14. Le dimanche 11 septembre 2016, 21:00 par Arthurin

Un système financier a pour objet les valeurs financières, et uniquement les valeurs financières, un système économique a pour objet l'ensemble des valeurs constitutives de la société ; un système financier viendra éventuellement à considérer ces autres valeurs ssi elles sont d'un quelconque intérêt pour son objet premier.

Les deux sont évidemment d'essence politique puisque tout est politique dans les sociétés humaines ; mais non économique n'est pas égal à financier, je conteste.

PS : merci en tous cas, c'est vraiment enrichissant, cette conversation me pousse à revoir la solidité de ma position ; et le contenu de cette dernière vidéo est très intéressant (même si je ne suis pas d'accord avec tout, sur la nécessité de "plus d'emploi" notamment ^^)

15. Le vendredi 16 septembre 2016, 07:58 par des pas perdus

Discussion intéressante.
Il me semble qu'il faut d'abord se débarrasser de cette finance en la privant de son pouvoir de création monétaire.
Ensuite, mettre hors du capitalisme des secteurs d'activités ou certains biens qualifiés de vitaux: école, santé, transports collectifs, aide à la personne, eau, énergie, etc.
Puis, favoriser la création d'un fort secteur coopératif.
Ce ne serait pas le grand soir, mais le capitalisme ne serait plus aussi tentaculaire...

16. Le samedi 17 septembre 2016, 11:34 par Arthurin

Ça relève de l'évidence Stef, mais c'est le bout du monde.

Ne serait-ce que la création monétaire, la perte de cette prérogative régalienne remonte à 73 (Pompidou-Giscard) (et revalidé à une autre échelle en 2005 par le traité de Rome, si je dis pas de bêtises) et acte l'achèvement de la domination idéologique ultra-libérale, et il en est encore soi-disant de notre bord qui soutiennent qu'il n'y a pas de création ex-nihilo de monnaie non-fiduciaire (cf. https://redvolted.wordpress.com/201...), c'est dire si cette domination est ancrée dans les esprits.
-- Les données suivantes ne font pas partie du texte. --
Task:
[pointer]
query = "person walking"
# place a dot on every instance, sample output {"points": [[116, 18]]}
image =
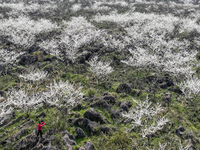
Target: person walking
{"points": [[40, 125]]}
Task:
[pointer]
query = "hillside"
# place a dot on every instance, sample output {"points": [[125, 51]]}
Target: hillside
{"points": [[104, 75]]}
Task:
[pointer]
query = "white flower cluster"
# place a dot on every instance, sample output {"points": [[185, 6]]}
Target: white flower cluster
{"points": [[22, 30], [76, 7], [27, 98], [76, 33], [9, 56], [191, 86], [5, 110], [34, 75], [24, 99], [99, 68], [146, 110], [61, 93], [22, 8]]}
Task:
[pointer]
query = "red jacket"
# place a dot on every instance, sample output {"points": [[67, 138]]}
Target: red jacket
{"points": [[41, 125]]}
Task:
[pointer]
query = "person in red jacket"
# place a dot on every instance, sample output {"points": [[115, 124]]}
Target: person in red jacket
{"points": [[40, 125]]}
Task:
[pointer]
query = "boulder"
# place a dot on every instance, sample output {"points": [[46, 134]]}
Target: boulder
{"points": [[115, 114], [102, 103], [80, 133], [28, 142], [105, 130], [105, 93], [42, 147], [14, 121], [67, 141], [124, 88], [109, 99], [180, 130], [69, 135], [88, 145], [93, 115], [19, 134], [167, 98], [90, 126], [163, 85], [43, 114], [77, 107], [138, 93], [189, 135], [27, 59], [124, 107]]}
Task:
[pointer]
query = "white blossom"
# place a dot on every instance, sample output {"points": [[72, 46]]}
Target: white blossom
{"points": [[61, 93], [34, 75], [99, 68]]}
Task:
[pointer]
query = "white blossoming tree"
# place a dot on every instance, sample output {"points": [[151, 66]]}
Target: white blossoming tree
{"points": [[141, 115], [99, 68], [61, 94], [5, 111], [25, 99], [34, 75]]}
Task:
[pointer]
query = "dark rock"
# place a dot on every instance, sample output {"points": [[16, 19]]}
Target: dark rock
{"points": [[115, 114], [28, 142], [124, 88], [2, 93], [7, 120], [40, 146], [170, 83], [77, 107], [167, 98], [85, 57], [105, 93], [69, 135], [48, 59], [27, 59], [43, 114], [92, 115], [129, 104], [180, 130], [109, 99], [105, 130], [101, 103], [33, 48], [189, 135], [14, 121], [49, 68], [124, 107], [88, 145], [19, 134], [163, 85], [90, 126], [176, 90], [138, 93], [80, 133]]}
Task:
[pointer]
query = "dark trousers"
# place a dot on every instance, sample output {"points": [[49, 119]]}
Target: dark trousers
{"points": [[39, 132]]}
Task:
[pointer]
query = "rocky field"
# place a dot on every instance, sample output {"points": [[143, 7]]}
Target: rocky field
{"points": [[104, 75]]}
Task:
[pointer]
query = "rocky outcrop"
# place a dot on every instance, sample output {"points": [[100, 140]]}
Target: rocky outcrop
{"points": [[43, 114], [13, 122], [124, 107], [180, 130], [102, 103], [69, 135], [90, 126], [88, 145], [115, 114], [80, 133], [93, 115], [110, 99], [124, 88], [105, 130]]}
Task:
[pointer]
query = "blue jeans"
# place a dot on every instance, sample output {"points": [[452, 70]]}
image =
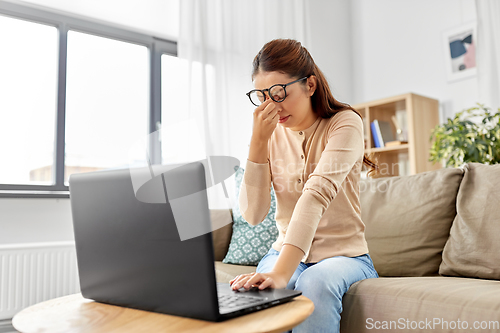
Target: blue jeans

Et puis pourquoi redonner cette prérogative à l’État quand on sait que cet État est pour l'heure un acteur majeur de l'antagonisme de classe énoncé par Marx ???

Quant à la collectivisation des services de base, mon Dieu, tu es un communiste :) L'axiologie qui sous-tend ta position est aux antipodes de la doxa ultra-libérale, or cette doxa n'est même pas identifiée en tant que telle par la plupart des gens (cf. https://redvolted.wordpress.com/201...), difficile de combattre un ennemi invisible (si tant est qu'on ai la volonté de.... https://redvolted.wordpress.com/201...).

Enfin bref, je suis d'accord avec toi, je sais même à quoi ressemble le moyen pour y parvenir (https://redvolted.wordpress.com/201...) ; mais Robert a raison, le problème reste entier puisque ce n'est pas lui ou moi (ou toi, ou d'autres) qui avons la solution mais ce collectif de lutte qui n'existe toujours pas.
Tout ce qu'on sait faire c'est des ZAD, des grèves, des boycotts, des pétitions ou des manifs (quand ce n'est pas des potagers bio ou des fablabs...), soit toujours dans la réaction (au sens de réagir), ce qui en soit un signe fort de la difficulté de notre situation et de la faiblesse de notre opposition idéologique.

Je ne veux pas être défaitiste, je vois le verre à moitié plein... de vide.